Mixture-of-Agents Beats ChatGPT-4o
๐ Abstract
The article discusses the potential of long-inference models, which are a new frontier for AI in terms of reasoning capabilities. It highlights a recent paper on Mixture-of-Agents (MoA), a collaborative framework that allows different large language models (LLMs) to combine and produce better results in complex tasks compared to individual models like GPT-4.
๐ Q&A
[01] Iteration is the Key
1. What is the definition of long-inference LLMs?
- Long-inference LLMs, instead of providing a straight answer directly, are allowed to iterate and self-reflect for a fixed or threshold-defined time to provide a more 'thoughtful' answer.
- As models are "given more time to think," they obtain much superior results to the current generation, even when the base model is inferior.
2. How do long-inference models differ from current LLMs in terms of thinking models?
- Current LLMs are System 1 thinkers, which are fast, unconscious, and intuitive.
- Long-inference models mimic System 2 thinking, which is slow, conscious, and deliberate.
- The article mentions that current models allocate the same amount of per-prediction compute independently of the task's complexity, while long-inference models aim to force the model to be 'more thoughtful' to solve complex tasks.
3. How do the Chain-of-Thought technique and long-inference frameworks compare in terms of results?
- The Chain-of-Thought technique is one way to activate System 2 thinking in current models, but it is nowhere close to the results of LLMs that actively search the solution space, as seen in long-inference frameworks.
[02] A Collaborative Effort
1. What are some examples of collaborative frameworks for LLMs mentioned in the article?
- Society of Minds, a collaboration framework for LLMs presented by MIT and Google researchers.
- Tree-of-Thoughts (ToT), a framework established by Google and Princeton University that showed LLMs can increase their results dramatically, especially in reasoning capabilities, when allowed to search the space of possible solutions.
- Chain of Preference Optimization, a recent research that uses ToT to generate good 'thought sequences' and fine-tune a standard LLM, resulting in powerful results without the need for active search.
2. How does the Mixture-of-Agents (MoA) framework work?
- MoA is conceptually similar to mixture-of-experts, but instead of breaking an LLM into parts, it creates a 'grand LLM' full of smaller ones, called agents.
- The agents, called proposers, generate possible responses to the provided prompt.

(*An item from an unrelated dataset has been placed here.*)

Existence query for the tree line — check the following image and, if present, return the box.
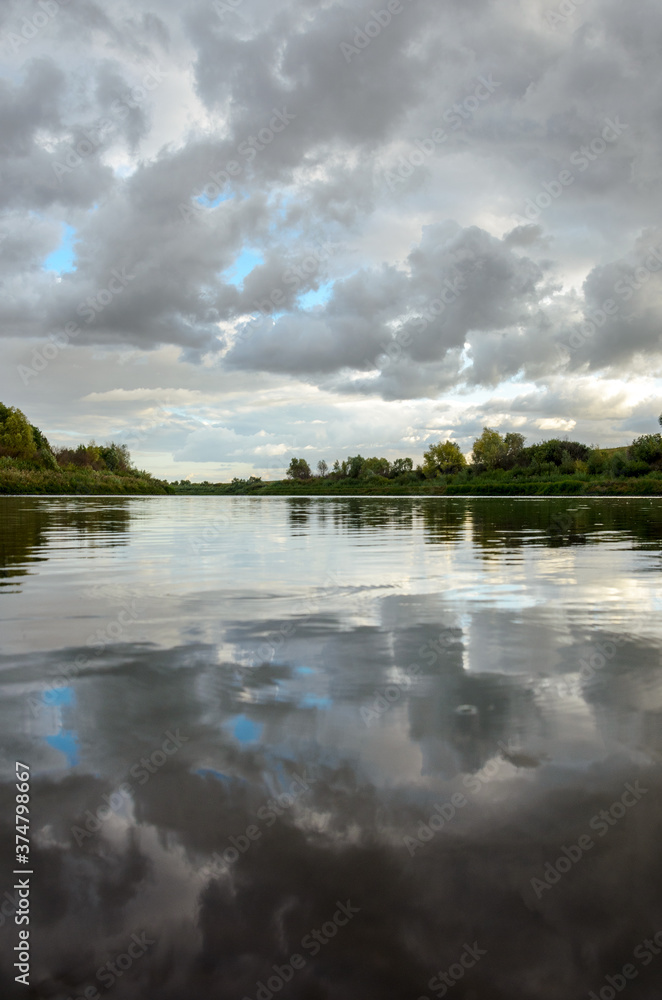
[287,415,662,482]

The next layer of agents receives all proposed answers from the previous layer and can use this context to refine the responses.
- Finally, another LLM agent, called the aggregator, consolidates all the accumulated information and builds the final response.

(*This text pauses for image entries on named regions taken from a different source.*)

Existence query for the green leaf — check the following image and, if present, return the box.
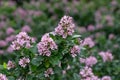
[72,35,81,38]
[3,62,7,69]
[31,56,43,66]
[8,76,15,80]
[73,73,80,80]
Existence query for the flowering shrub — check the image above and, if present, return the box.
[0,0,120,80]
[0,16,113,80]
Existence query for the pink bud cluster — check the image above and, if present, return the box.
[80,56,97,67]
[55,16,75,38]
[19,57,30,68]
[37,33,57,56]
[81,37,95,48]
[7,61,15,70]
[44,68,54,77]
[101,76,112,80]
[99,51,113,62]
[0,73,8,80]
[80,66,100,80]
[70,45,80,57]
[11,32,35,50]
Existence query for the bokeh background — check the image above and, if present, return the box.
[0,0,120,80]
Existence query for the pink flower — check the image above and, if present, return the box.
[109,34,115,40]
[88,25,95,31]
[79,66,100,80]
[81,37,95,48]
[77,27,87,33]
[5,35,15,42]
[55,16,75,38]
[99,51,113,62]
[101,76,112,80]
[0,50,4,54]
[70,45,80,57]
[44,68,54,77]
[80,66,93,78]
[7,46,13,53]
[7,61,15,70]
[80,58,85,63]
[6,27,15,35]
[85,56,97,66]
[22,25,31,32]
[0,73,8,80]
[105,15,114,26]
[0,21,6,29]
[0,40,7,47]
[37,33,57,56]
[11,32,35,50]
[19,57,30,68]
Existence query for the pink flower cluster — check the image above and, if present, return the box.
[81,37,95,48]
[0,73,8,80]
[37,33,57,56]
[99,51,113,62]
[101,76,112,80]
[44,68,54,77]
[55,16,75,38]
[80,56,97,67]
[70,45,80,57]
[11,32,35,50]
[7,61,15,70]
[80,66,100,80]
[19,57,30,68]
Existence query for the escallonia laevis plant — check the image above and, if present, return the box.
[0,16,111,80]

[03] Many LLMs are Better than One
1. How does the MoA framework perform compared to GPT-4 on benchmarks?
- A set of open-source models, all individually inferior to GPT-4, outperforms GPT-4 on the AlpacaEval 2.0 benchmark by a margin of 7.6% absolute improvement.

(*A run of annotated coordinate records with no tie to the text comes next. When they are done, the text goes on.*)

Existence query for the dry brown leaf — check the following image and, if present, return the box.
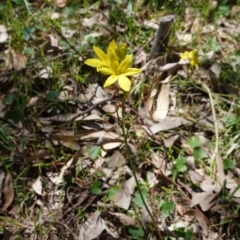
[142,117,191,135]
[191,153,225,212]
[109,212,137,226]
[152,83,171,122]
[112,183,131,210]
[0,172,14,213]
[163,133,179,148]
[188,169,204,184]
[108,151,126,169]
[184,210,208,236]
[78,212,105,240]
[32,177,42,196]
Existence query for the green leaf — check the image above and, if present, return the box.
[4,109,22,124]
[128,227,145,238]
[91,181,102,195]
[158,200,174,218]
[88,146,101,160]
[45,91,60,101]
[223,158,235,170]
[133,188,148,207]
[4,93,15,104]
[173,228,194,240]
[108,185,120,199]
[187,136,201,148]
[174,157,187,172]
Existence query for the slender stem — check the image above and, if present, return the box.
[118,95,155,227]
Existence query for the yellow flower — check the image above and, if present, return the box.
[180,49,200,68]
[84,40,142,92]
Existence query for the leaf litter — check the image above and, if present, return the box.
[0,1,240,240]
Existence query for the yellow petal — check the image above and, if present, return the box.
[118,55,132,74]
[103,75,118,87]
[122,68,142,76]
[84,58,105,67]
[107,40,117,58]
[97,66,116,75]
[93,46,108,63]
[109,49,119,71]
[118,75,131,92]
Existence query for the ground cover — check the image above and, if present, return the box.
[0,0,240,240]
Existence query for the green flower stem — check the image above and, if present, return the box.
[118,94,155,225]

- MoA is also competitive with GPT-4 on the FLASK benchmark, a more fine-grained evaluation.
2. What are the potential benefits of the MoA framework in terms of efficiency?
- Despite generating many more tokens on average, the overall solutions from the MoA framework seem more cost-efficient than frontier models, both in terms of raw cost and teraflops used per forward pass.
- The article suggests that long-inference could be a more efficient use of parameters, potentially requiring less computing than individual-but-bigger models, which could be the "best of both worlds" for the industry.